Israel’s current political crisis exemplifies the maxim that hard cases make bad law. This case is desperate. Six months after the coronavirus erupted and nine months after the fiscal year began, Israel still lacks both a functioning contact-tracing system and an approved 2020 budget, mainly because Prime Minister Benjamin Netanyahu is more worried about politics than the domestic problems that Israel now confronts. The government’s failure to perform these basic tasks obviously invites the conclusion that civil servants’ far-reaching powers must not only be preserved, but perhaps even increased.

This would be the wrong conclusion. Bureaucrats, especially when they have great power, are vulnerable to the same ills as elected politicians. But unlike politicians, they are completely unaccountable to the public.

That doesn’t mean Haviv Rettig Gur is wrong to deem them indispensable. They provide institutional memory, flesh out elected officials’ policies, and supply information the politicians may not know and options they may not have considered. Yet the current crisis shows in several ways why they neither can nor should substitute for elected politicians.

First, bureaucrats are no less prone to poor judgment than politicians. As evidence, consider Siegal Sadetzki, part of the Netanyahu-led triumvirate that ran Israel’s initial response to the coronavirus. It’s unsurprising that Gur never mentioned Sadetzki even as he lauded the triumvirate’s third member, former Health Ministry Director General Moshe Bar Siman-Tov; she and her fellow Health Ministry staffers are a major reason why Israel still lacks a functional test-and-trace system.
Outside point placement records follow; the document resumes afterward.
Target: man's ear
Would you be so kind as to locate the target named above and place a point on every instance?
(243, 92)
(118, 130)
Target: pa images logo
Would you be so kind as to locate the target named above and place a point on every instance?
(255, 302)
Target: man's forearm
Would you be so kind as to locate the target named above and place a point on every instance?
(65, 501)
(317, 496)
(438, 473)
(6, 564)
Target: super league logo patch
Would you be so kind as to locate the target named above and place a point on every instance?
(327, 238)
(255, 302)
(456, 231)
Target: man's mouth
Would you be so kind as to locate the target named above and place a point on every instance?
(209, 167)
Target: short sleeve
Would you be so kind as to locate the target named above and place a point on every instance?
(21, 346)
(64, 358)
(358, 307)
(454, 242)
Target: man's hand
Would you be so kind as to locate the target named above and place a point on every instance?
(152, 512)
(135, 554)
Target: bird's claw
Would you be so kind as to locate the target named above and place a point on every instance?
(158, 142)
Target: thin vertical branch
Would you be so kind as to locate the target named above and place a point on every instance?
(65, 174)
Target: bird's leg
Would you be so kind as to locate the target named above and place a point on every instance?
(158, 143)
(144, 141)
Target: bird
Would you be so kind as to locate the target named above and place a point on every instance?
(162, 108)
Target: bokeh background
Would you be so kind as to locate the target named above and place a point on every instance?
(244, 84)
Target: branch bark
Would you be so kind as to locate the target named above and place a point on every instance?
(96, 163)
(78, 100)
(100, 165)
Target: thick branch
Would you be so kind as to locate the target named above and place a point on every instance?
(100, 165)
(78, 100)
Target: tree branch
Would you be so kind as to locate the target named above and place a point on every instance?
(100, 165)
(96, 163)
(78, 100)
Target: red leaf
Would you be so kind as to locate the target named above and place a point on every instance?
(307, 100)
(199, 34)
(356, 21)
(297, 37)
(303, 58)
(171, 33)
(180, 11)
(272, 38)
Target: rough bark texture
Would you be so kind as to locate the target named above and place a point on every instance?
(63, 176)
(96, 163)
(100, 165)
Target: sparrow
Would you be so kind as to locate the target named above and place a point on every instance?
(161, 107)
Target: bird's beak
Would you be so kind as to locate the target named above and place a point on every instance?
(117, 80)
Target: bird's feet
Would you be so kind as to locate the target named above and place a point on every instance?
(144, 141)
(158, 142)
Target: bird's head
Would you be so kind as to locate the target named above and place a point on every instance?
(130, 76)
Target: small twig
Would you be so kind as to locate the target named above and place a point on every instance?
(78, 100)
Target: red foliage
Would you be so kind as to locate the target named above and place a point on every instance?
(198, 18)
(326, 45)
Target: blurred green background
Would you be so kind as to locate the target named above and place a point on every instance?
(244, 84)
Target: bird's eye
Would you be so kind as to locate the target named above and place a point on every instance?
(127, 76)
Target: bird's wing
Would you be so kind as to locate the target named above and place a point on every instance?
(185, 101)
Sadetzki, an epidemiologist, was the ministry’s director of public-health services and the only member of the triumvirate with professional expertise in epidemics (Bar Siman-Tov is an economist). As such, her input was crucial. Yet she adamantly opposed expanding virus testing, even publicly asserting that “Too much testing will increase complacence.” She opposed letting organizations outside the public-health system do lab work for coronavirus tests, even though the system was overwhelmed. She opposed sewage monitoring to track the spread of the virus. And on, and on.

Moreover, even after acknowledging that test-and-trace was necessary, ministry bureaucrats insisted for months that their ministry do the tracing despite its glaringly inadequate manpower. Only in August was the job finally given to the army, which does have the requisite personnel. And the system still isn’t fully operational.